James Urquhart is a product manager for Dell in the Cloud Manager division. He’s been named one of 10 most influential people in cloud computing by MIT Technology Review, and also recognized as one of the top three cloud bloggers by The Next Web. Follow him on Twitter at @jamesurquhart.
Loggly: Tell us a little about Dell Cloud Manager.
James Urquhart:Companies are realizing that they have a multi-cloud problem, so this product is an orchestration environment to manage infrastructure as a service workloads across multiple clouds such as AWS, GCE, Joyent, Azure, Scale Matrix, Cloud Stack, Open Stack and VMWare. The product helps with governance, access control, integration with management tools and automation tools, using an integrated console so you can see across all those clouds.
Loggly: What are the goals for continuous deployment and rapid release in cloud environments?
Urquhart: So much in business today is reacting to disruptive threats – taking advantage of opportunities and defending against threats. And the time period to do this is usually very short. So the industry needed to build software that could support these rapidly changing human processes. For instance, the marketing team needs to release a new promotion or new ways to engage with customers, and they want to do this every few weeks or months not once a year. Take a company like Caterpillar. Its machines don’t change very often, but it also builds service apps for its equipment – and these services that change a lot. Web businesses are constantly looking for new partnerships, and they’re always learning from customers and introducing new features to avoid being disrupted by competitors. All this means that companies are moving toward applications that have frequent iterations so that they can rapidly change and be ready for the unknown.
Loggly: What are some of the challenges in managing a rapid release environment?
Urquhart: Everyone needs to understand the flow of development at any given moment. If you don’t have strong collaboration in the deploy process it can stall progress or you run the risk of making a decision that is counter to assumptions made earlier in the process, while you’re waiting for somebody’s response. And then you might break the system. Another big risk is if you are not prepared to deal with failure. If a server crashes or a bug shows up that didn’t get caught in testing, you’ve got to respond quickly. Companies do this either through rollback or by applying a rapid fix. So the ability to handle an imperfect situation is very important. The third major risk is releasing the right thing in the first place so that you are moving forward and not sideways. If you make a change that nobody wants, people aren’t going to use the software or service as often.

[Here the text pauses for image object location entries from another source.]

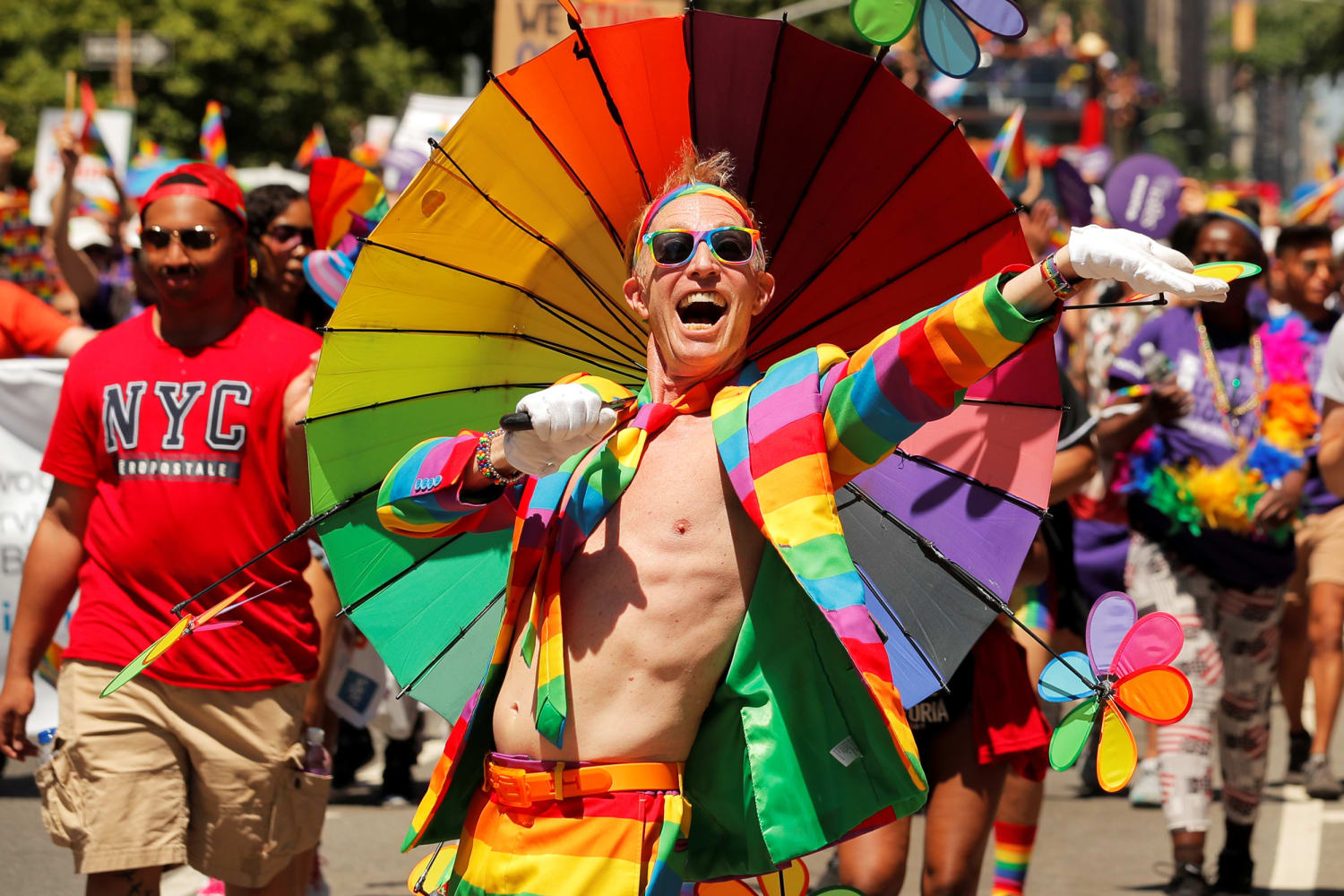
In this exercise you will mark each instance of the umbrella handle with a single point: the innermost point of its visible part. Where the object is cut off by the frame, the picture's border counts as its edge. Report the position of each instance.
(519, 421)
(516, 422)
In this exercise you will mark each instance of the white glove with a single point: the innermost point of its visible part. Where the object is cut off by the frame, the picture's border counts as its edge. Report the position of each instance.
(566, 419)
(1107, 253)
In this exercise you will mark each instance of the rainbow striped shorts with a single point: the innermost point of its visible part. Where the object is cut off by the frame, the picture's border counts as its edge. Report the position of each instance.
(612, 844)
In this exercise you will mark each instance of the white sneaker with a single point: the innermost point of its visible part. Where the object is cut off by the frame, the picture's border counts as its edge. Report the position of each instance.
(1145, 790)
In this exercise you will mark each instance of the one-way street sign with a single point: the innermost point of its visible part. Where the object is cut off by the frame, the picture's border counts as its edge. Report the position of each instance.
(147, 50)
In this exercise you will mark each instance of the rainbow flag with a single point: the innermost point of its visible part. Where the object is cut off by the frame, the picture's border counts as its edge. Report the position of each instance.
(90, 140)
(1008, 153)
(366, 155)
(1314, 201)
(314, 147)
(214, 148)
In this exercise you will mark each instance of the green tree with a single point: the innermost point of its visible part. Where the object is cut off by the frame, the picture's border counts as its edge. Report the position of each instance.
(1297, 38)
(277, 67)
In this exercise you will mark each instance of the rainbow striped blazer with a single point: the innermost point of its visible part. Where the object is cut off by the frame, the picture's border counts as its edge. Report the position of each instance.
(806, 737)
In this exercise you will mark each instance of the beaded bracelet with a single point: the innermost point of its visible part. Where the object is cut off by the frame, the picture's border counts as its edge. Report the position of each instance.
(1054, 280)
(483, 461)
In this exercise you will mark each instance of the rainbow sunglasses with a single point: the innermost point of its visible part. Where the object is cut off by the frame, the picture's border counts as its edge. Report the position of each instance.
(728, 245)
(675, 247)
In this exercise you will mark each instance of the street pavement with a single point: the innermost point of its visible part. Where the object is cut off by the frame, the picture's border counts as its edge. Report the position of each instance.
(1086, 845)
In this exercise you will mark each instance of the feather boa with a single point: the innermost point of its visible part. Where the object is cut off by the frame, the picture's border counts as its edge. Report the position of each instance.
(1195, 495)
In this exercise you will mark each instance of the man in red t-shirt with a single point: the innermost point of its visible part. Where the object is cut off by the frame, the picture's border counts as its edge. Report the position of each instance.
(31, 327)
(169, 452)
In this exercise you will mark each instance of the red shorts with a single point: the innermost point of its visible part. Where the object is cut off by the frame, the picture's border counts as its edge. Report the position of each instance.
(1008, 721)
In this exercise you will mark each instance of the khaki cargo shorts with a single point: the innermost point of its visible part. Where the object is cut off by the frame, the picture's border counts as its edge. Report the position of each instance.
(1320, 554)
(158, 774)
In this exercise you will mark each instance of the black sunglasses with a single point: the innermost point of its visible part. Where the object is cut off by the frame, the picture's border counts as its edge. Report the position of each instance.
(195, 238)
(289, 236)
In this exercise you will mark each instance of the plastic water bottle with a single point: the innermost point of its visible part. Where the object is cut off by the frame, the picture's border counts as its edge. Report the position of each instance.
(317, 761)
(46, 740)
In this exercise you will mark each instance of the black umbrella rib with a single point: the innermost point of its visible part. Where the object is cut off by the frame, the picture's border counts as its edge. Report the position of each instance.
(964, 578)
(602, 298)
(777, 308)
(559, 314)
(1155, 303)
(357, 603)
(765, 110)
(451, 645)
(556, 347)
(688, 46)
(303, 527)
(831, 142)
(1008, 495)
(574, 177)
(416, 398)
(943, 683)
(884, 284)
(585, 51)
(994, 401)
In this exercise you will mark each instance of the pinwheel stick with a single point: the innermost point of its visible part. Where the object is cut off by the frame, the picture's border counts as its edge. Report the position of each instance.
(519, 421)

Loggly: What are some other ways to manage risk in release cycles?
Urquhart: Don’t release a big pile of code all at once. If you release one small update, you can fix it if there is a problem or start making adjustments early on by incorporating customer feedback. That helps you ensure you’re in fact building the right app that people want and will use. Some companies like Etsy release two different versions at once across two user groups to see which one is more popular. Properly automating and managing the QA process is also critical. If you can run through the testing cycle enough times to catch anything glaring before the code is released, your team will avoid a lot of problems later on. I advise spending as much time on QA as you do on the build and release processes.
Loggly: What role can log monitoring and analysis (or benchmarking with log analysis) play in mitigating these risks?

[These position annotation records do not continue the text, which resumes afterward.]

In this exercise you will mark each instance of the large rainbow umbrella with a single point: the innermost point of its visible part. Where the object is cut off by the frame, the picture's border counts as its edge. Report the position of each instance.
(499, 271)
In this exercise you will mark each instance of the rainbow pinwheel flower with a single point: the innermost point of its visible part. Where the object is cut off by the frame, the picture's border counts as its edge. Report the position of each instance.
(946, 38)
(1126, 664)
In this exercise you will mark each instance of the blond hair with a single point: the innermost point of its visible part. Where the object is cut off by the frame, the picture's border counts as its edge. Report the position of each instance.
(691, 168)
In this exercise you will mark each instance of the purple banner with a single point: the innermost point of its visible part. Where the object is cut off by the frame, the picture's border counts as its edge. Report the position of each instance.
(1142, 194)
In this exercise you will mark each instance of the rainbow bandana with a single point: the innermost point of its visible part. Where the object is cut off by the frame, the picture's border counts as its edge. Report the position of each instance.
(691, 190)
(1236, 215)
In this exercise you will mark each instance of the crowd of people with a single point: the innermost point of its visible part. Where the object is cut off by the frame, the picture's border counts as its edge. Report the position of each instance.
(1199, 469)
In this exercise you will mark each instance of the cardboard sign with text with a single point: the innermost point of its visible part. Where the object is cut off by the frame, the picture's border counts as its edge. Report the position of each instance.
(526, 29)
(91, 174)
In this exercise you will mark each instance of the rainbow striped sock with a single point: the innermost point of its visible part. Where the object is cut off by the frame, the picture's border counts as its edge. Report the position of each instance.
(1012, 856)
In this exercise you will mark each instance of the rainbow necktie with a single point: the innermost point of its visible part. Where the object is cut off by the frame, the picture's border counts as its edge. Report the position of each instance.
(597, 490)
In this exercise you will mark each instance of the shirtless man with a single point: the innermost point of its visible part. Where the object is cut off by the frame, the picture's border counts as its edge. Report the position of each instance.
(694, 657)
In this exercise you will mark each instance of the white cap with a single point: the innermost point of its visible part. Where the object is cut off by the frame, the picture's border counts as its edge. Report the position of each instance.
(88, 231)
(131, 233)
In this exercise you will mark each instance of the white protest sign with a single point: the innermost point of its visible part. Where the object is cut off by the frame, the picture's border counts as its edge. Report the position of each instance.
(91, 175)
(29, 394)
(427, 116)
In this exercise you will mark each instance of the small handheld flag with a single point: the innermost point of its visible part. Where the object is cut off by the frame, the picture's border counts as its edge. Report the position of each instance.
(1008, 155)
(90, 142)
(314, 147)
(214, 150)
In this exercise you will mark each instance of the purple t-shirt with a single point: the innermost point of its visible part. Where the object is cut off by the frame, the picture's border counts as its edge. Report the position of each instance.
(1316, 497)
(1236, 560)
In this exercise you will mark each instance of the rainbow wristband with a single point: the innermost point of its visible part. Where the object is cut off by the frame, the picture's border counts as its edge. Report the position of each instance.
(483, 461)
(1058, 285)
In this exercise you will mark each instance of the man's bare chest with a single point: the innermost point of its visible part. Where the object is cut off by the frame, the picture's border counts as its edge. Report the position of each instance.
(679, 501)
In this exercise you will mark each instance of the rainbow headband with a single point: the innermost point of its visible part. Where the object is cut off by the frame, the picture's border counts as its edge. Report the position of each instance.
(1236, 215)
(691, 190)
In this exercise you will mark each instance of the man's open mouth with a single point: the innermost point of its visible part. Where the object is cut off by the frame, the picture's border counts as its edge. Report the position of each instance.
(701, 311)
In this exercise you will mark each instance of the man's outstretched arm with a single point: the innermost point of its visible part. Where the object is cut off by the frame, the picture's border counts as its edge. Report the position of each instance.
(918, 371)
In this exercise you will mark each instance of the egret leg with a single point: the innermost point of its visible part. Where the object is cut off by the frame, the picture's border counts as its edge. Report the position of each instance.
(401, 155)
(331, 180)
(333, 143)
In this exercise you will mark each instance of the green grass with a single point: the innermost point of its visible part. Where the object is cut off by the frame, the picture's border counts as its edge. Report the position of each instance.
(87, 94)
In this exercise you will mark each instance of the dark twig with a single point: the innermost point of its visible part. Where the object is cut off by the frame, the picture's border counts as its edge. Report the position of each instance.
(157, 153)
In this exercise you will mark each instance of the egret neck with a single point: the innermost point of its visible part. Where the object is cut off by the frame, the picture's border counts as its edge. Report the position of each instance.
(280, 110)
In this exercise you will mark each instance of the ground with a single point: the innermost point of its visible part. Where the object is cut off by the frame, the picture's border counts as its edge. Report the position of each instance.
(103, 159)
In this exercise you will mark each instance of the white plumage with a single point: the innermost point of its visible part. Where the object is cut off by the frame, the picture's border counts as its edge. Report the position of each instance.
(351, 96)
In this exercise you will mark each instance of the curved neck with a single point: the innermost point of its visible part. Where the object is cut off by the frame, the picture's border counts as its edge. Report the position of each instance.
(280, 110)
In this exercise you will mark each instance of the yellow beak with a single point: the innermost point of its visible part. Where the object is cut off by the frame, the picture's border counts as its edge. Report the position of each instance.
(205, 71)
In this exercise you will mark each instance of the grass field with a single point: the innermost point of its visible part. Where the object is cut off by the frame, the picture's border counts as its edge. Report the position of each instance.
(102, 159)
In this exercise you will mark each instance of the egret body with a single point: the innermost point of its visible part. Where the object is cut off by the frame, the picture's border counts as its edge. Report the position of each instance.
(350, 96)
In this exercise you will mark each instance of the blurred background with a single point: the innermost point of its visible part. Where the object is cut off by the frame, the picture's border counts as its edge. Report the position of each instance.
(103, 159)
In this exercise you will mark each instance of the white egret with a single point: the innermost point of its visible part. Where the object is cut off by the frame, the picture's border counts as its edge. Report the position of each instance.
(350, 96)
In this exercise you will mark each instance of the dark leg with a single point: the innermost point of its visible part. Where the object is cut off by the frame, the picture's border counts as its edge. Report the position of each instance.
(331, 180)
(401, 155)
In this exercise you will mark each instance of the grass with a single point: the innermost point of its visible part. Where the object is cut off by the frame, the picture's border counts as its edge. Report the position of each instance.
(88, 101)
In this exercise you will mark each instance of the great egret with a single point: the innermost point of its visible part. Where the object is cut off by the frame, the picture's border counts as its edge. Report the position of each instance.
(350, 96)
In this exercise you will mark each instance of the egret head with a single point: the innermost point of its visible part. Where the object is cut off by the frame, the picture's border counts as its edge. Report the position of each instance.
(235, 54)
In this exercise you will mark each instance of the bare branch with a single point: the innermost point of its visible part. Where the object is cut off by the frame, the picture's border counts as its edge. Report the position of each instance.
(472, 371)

Urquhart: Logs are absolutely critical to both measuring the “success” (e.g. performance, availability, usage, etc.) of a service, and to troubleshooting issues when they arise. When it comes to coordinating activity across a distributed system, many techniques have been tried, but the fallback is log aggregation, analysis and monitoring. So, I consider log monitoring, analysis and benchmarking via log analysis a critical tool in the tool chest. It’s not the only tool, by any means, but it is one of the first elements that should be integrated into a continuous integration and deployment environment.
Loggly: How can you work on better collaboration in DevOps?
Urquhart: It involves a lot of tactics. First, developers need to be working with the Ops teams to increase automation, and operations teams need developers to engage in the process. There needs to be a lot of exchange between these individuals around what part of the application deployment process should be automated, how it should be automated, how the code should flow through the deploy and build process, and so on. Companies often patch together various tools to get all of these pieces of automation done but primarily, I see the use of GitHub and Jenkins. Chef, Puppet, Ansible and their ilk are also key components.
Loggly: Can log data play a role in fostering this collaboration?
Urquhart: Log data is one of the key ways that software collaborates with the humans who build and run it. Well-designed logs are powerful records of the history of a software system, and yet they are generally built using easy to share technologies. Typically at least somewhat human readable, log data translates events into a form that can be interpreted by people. But the raw data isn’t good enough. The right analysis tool allows humans to further parse that data, share information with other humans, and visualize what the software is trying to say.